Cancer-Causing Parasite Could Speed Up Wound Healing
A cancer-causing parasitic worm could help patients recover from their wounds, according to scientists at James Cook University in Australia.
A parasitic worm that kills tens of thousands of people each year could help in recovery from wounds, according to a news release. The oriental liver fluke, Opisthorchis viverrini, is caught by eating raw fish, which affects millions of people in Southeast Asia. About 26,000 people die each year due to the parasite-induced bile duct cancer that it causes, known as cholangiocarcinoma (CCA), according to a news release.

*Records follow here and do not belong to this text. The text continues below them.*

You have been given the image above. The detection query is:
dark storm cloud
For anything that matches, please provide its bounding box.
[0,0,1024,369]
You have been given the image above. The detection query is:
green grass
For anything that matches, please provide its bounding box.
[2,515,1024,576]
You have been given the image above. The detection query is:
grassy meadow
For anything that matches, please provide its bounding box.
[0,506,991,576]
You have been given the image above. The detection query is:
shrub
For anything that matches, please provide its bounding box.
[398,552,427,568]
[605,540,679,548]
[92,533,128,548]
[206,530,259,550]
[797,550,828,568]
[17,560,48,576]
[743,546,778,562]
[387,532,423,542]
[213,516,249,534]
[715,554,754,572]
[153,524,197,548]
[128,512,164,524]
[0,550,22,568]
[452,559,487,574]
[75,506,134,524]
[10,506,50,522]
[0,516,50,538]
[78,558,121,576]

JCU scientists Dr. Michael Smout and Professor Alex Loukas found that a growth factor that is secreted by the worm propels wound healing and blood vessel growth. The researchers claimed that one of the side effects of this accelerated wound repair over many years is the risk of developing liver cancer.

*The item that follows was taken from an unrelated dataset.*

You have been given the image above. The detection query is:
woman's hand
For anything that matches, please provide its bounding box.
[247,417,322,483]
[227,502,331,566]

Smout claimed that the discovery can be used to accelerate the healing of chronic wounds such as diabetic ulcers, and a vaccine against the worm-induced cancer could possibly be developed.
"Diabetes is a big problem as we live longer and get heavier. There are increasing numbers of inflammatory diseases such as diabetes and associated non-healing wounds. A powerful wound healing agent designed by millennia of host-parasite co-evolution may accelerate the impaired healing processes that plague diabetic and elderly patients," Smout said.
The parasite could live for decade in the human body before CCA is developed. Scientists are still learning how this growth factor controls healing, and the possibilities of this development being a potential healing agent in the future, according to the researchers.